Hi,
I am trying to train a question answering dataset similar to SQuAD setting. I managed to preprocess the sequence in each example such that each example is split into multiple samples to be able to fit in max_length of BERT using sliding window approach and pad each sequence if needed to max_length=384 and used the default collate_fn. I load the dataset using Dataset class. my get_item method looks as following
# tokenize sequence and find start and end position after tokenization and match concepts to tokens
tokenized_example, concepts_ids, lengths = self.prepare_train_features(self.data[index], self.wikidata_concepts[index])
#convert to tensor
all_input_ids = torch.tensor(tokenized_example['input_ids'], dtype=torch.long)

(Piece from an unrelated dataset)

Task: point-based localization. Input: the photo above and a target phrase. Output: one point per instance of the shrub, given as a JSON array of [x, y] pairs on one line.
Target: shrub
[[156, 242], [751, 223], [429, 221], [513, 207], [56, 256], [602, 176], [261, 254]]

print("input ids ", all_input_ids)
all_input_mask = torch.tensor(tokenized_example['attention_mask'], dtype=torch.long)
print("input mask ", all_input_mask.shape)
all_segment_ids = torch.tensor(tokenized_example['token_type_ids'], dtype=torch.long)
print("segment ids ", all_segment_ids.shape)
#all_cls_index = torch.tensor([f.cls_index for f in tokenized_example], dtype=torch.long)
#all_p_mask = torch.tensor([f.p_mask for f in tokenized_example], dtype=torch.float)
all_start_positions = torch.tensor( tokenized_example['start_positions'], dtype=torch.long)
all_end_positions = torch.tensor(tokenized_example['end_positions'], dtype=torch.long)
print("all_start_positions ", all_start_positions.shape)
all_concepts_ids = torch.tensor( concepts_ids, dtype=torch.long)
all_lengths = torch.tensor( lengths, dtype=torch.long)
print("concepts ", all_concepts_ids.shape)
so the shape of my tensors depends on the sequence length of the example if it’s less than 384 the shape will be:
input ids torch.Size([1, 384])
input mask torch.Size([1, 384])
segment ids torch.Size([1, 384])
all_start_positions torch.Size([1])
concepts torch.Size([1, 384, 20])
but if the example consists of multiple sequences the first dim change to be 2,3 or any number depend on the length.
when I load the data I received error message which is obvious due to different size of first dim. I need to treat each sample from the long sequence as one example in the batch but I don’t know how to do it. I really appreciate any hint.